La proposta ex-novo di Boeri voleva raccontare una storia, rassicurante e positiva. Un edificio circolare incentrato sull’immagine coordinata di campagna vaccinale e struttura. Un’architettura semplice, quasi elementare per il logo, il font e la forma. Un concetto di semplicità, necessario ai no-vax, forse eccessivo.
Ciò che ha scatenato polemiche, oltre ai tempi e costi di realizzazione, sono state anche questioni di ordine logistico e urbanistico, di sorveglianza e smaltimento.
Mentre si parla di transizione ecologica, ha senso produrre nuovi rifiuti per centinaia di edifici temporanei?
Perchè non unire, come giustamente si chiede Antonio Ottomanelli su Artribune, la necessità di spazi per i vaccini con il bisogno di rigenerazione urbana delle nostre città? Immaginare fin da subito, e con anticipo, un piano per riattivare edifici dismessi ospitando la filiera e la somministrazione dei vaccini. Non spazi usa e getta ma luoghi da far rimanere attivi per funzioni sanitarie e magari essere riconvertiti più avanti, tramite attività sociali.
Ecco, l’Architettura è un’arma a doppio taglio, perchè possiede intrinsecamente la capacità di immaginare la città del domani e imprimere un reale cambiamento nel territorio ma anche il pericolo di essere strumento di propaganda.
Le Primule sono sembrate un’operazione di marketing, dove l’Architettura non è stata in grado di risolvere i problemi, materia effimera che non riesce a rendersi concreta.
Le soluzioni arrivano dall’ironia
In mancanza di concretezza dell’Architettura “vera”, quella che più di tutte sembra proporre soluzioni è l’Architettura “finta”. O meglio, quella che parte da visioni e proposte utopiche, ma che pone temi attuali tramite risposte di rottura.
Un esempio viene dal progetto di Architettura social Alvar Altissimo.
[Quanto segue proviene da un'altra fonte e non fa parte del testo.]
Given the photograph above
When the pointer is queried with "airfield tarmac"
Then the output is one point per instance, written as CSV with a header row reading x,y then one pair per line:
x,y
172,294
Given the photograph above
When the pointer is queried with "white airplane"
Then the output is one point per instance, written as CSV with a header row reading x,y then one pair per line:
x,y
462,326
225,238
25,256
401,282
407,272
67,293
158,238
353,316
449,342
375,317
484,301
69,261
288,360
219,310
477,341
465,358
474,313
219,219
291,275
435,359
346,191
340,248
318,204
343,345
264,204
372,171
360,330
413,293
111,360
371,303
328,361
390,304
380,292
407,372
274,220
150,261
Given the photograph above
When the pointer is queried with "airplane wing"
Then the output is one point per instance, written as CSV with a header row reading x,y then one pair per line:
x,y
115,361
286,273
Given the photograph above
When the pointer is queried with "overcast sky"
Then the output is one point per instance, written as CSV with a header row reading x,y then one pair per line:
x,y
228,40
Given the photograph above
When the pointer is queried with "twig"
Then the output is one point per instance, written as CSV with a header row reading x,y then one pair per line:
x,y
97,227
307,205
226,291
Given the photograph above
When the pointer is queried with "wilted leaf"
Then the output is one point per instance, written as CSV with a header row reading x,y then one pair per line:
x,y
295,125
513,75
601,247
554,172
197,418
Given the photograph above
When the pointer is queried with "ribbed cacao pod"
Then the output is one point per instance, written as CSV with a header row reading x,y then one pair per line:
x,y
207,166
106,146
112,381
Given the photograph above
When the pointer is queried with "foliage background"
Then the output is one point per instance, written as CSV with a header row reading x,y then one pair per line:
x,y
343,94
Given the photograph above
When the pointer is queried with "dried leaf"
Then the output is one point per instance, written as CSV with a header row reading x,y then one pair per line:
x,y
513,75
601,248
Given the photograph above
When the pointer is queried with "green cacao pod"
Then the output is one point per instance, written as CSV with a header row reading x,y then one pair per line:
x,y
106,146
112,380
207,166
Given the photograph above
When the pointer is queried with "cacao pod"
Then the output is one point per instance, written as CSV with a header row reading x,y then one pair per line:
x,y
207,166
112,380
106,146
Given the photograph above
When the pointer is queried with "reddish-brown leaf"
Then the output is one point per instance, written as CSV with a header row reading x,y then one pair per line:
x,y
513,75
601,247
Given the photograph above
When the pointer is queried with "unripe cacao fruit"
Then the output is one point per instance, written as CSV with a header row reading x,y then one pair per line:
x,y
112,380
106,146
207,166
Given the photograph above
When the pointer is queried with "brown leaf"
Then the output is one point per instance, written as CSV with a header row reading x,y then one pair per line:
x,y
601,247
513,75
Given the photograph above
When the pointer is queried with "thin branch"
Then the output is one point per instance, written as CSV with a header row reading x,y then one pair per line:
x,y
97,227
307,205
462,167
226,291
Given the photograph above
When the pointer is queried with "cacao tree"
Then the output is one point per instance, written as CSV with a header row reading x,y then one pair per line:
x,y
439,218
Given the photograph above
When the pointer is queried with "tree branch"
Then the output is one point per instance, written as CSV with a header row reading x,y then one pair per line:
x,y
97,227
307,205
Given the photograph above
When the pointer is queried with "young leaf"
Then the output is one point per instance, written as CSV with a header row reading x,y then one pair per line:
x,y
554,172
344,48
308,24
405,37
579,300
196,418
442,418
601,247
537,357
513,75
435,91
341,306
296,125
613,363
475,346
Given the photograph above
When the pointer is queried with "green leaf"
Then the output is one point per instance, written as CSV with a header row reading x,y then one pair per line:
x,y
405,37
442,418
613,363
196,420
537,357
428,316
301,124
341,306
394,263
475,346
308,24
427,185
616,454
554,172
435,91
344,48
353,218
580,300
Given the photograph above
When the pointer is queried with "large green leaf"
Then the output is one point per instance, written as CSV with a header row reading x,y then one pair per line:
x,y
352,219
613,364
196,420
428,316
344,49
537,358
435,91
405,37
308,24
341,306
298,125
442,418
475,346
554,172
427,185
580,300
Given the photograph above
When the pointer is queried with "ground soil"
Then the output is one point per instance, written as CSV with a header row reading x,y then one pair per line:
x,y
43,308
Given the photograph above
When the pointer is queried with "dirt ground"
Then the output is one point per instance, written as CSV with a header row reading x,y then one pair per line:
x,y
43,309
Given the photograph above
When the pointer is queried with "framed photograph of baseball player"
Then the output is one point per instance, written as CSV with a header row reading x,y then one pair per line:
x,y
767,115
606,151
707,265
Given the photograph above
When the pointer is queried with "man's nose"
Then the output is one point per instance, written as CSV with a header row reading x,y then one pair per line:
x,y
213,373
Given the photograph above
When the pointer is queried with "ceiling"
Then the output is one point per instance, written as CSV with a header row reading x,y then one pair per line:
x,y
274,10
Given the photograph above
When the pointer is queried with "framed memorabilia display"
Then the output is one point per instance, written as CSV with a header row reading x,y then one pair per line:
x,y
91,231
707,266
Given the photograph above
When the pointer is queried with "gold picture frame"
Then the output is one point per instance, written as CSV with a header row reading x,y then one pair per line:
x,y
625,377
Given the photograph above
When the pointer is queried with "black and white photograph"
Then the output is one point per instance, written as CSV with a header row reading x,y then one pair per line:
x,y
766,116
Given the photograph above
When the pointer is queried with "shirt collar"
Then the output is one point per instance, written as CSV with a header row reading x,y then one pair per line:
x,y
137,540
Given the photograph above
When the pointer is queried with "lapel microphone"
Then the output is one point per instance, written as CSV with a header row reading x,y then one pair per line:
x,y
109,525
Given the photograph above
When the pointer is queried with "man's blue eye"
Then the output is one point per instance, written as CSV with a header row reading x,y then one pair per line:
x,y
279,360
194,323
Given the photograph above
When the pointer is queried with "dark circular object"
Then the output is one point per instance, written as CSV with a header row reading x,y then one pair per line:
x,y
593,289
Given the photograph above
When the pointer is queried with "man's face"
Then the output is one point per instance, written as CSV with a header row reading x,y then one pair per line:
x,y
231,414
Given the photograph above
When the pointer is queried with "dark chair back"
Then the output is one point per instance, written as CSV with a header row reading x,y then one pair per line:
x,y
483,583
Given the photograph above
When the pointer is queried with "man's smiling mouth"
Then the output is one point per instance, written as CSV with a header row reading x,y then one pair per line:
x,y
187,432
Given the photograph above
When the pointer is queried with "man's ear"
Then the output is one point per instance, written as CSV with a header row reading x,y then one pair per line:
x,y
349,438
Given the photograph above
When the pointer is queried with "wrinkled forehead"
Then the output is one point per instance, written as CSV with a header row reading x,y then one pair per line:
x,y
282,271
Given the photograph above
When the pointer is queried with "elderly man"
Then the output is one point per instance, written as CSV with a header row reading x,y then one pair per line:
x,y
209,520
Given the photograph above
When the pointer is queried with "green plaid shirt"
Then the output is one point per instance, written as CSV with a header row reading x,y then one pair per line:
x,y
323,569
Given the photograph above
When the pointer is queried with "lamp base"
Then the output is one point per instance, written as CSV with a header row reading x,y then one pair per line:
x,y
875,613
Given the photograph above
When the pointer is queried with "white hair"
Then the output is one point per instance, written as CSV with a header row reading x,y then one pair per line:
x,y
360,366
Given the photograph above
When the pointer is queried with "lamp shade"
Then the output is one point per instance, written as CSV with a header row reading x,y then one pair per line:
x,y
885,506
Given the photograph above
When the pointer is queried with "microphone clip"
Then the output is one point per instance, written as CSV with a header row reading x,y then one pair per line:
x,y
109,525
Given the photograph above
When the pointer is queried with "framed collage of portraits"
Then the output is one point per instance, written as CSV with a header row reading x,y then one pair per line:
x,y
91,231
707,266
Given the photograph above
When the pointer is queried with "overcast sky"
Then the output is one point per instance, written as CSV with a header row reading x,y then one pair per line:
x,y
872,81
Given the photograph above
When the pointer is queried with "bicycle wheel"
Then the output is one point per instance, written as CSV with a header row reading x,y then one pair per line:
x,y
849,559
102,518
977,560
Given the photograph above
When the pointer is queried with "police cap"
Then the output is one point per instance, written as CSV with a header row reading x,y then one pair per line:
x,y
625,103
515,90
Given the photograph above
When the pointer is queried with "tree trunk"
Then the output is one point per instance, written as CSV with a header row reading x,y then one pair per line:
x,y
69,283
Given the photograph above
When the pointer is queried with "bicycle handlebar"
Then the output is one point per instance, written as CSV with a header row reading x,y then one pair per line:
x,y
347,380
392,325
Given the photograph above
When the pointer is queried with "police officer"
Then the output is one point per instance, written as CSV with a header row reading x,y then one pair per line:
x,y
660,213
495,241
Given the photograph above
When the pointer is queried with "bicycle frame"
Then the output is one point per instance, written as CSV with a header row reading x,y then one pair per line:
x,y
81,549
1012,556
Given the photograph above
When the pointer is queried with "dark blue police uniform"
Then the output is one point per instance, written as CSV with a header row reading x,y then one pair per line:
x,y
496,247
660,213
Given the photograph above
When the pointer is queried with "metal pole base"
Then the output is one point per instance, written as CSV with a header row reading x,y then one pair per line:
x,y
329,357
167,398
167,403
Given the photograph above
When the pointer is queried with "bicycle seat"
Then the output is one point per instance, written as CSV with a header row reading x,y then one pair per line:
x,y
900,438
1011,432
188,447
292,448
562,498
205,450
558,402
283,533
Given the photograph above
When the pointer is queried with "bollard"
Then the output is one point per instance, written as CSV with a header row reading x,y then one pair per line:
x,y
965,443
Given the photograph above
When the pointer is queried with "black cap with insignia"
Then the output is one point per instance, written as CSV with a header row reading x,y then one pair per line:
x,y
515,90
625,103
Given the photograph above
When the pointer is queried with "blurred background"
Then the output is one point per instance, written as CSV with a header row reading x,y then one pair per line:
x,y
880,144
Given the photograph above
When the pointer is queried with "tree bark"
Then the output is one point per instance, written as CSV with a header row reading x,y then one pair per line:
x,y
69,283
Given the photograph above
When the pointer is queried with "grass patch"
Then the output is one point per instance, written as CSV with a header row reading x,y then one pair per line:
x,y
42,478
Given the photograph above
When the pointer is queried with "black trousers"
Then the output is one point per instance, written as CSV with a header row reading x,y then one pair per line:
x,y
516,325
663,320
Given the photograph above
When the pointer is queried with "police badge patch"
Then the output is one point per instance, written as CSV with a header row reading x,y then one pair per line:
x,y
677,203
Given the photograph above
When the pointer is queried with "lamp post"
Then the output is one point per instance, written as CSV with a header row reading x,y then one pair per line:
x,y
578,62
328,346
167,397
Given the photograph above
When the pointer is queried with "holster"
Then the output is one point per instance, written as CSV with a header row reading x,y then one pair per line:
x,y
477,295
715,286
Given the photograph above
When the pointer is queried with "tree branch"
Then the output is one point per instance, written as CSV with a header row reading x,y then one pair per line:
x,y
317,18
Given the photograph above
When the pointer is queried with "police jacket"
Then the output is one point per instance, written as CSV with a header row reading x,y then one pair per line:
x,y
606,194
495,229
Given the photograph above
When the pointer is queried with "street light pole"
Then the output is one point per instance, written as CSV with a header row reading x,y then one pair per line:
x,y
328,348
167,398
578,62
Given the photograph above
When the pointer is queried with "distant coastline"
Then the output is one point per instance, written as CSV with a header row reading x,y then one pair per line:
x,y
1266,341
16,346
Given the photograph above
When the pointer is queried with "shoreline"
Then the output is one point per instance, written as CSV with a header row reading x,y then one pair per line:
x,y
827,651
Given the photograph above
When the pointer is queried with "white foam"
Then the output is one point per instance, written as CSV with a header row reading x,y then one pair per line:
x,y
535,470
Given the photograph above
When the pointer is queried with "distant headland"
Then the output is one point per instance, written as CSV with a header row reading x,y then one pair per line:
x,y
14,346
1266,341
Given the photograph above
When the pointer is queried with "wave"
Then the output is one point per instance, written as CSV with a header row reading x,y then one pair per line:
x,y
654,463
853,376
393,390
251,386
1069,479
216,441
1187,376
Una pagina su Instagram, repostata molte volte dallo stesso Boeri, che riesce a diffondere progetti arguti e ironici, rimanendo sempre sul pezzo.
L’autore, l’architetto Fabrizio Esposito, ha pubblicato diversi progetti inerenti la pandemia: la Città di Vaccinia, le torrette per concerti distanziati, la Casa Lockdown e la proposta di un’Estate Italiana con spiagge e muri divisori.
Utilizzando l’ironia Altissimo riesce a tirare fuori provocazioni che sembrano mancare negli studi e nelle Università. Grazie all’immediatezza delle sue proposte surreali, risulta capace di soluzioni che stimolano la fantasia di esperti e curiosi su come potrebbe essere il mondo durante e dopo la pandemia. Lavoro che svolge egregiamente un’altra pagina come City Maybe che propone visioni distopiche sul domani.
Idee e progetti dirompenti possono garantire all’Architettura una nuova centralità nel dibattito contemporaneo?
Proporre visioni esplosive non significa spararla grossa, quanto pensare fuori dagli schemi per un periodo totalmente insolito. Solo immaginando soluzioni inedite e soffermandosi sull’ambiente domestico e sulla rigenerazione urbana l’Architettura attraverserà il Covid, rilanciandosi come materia necessaria per il futuro.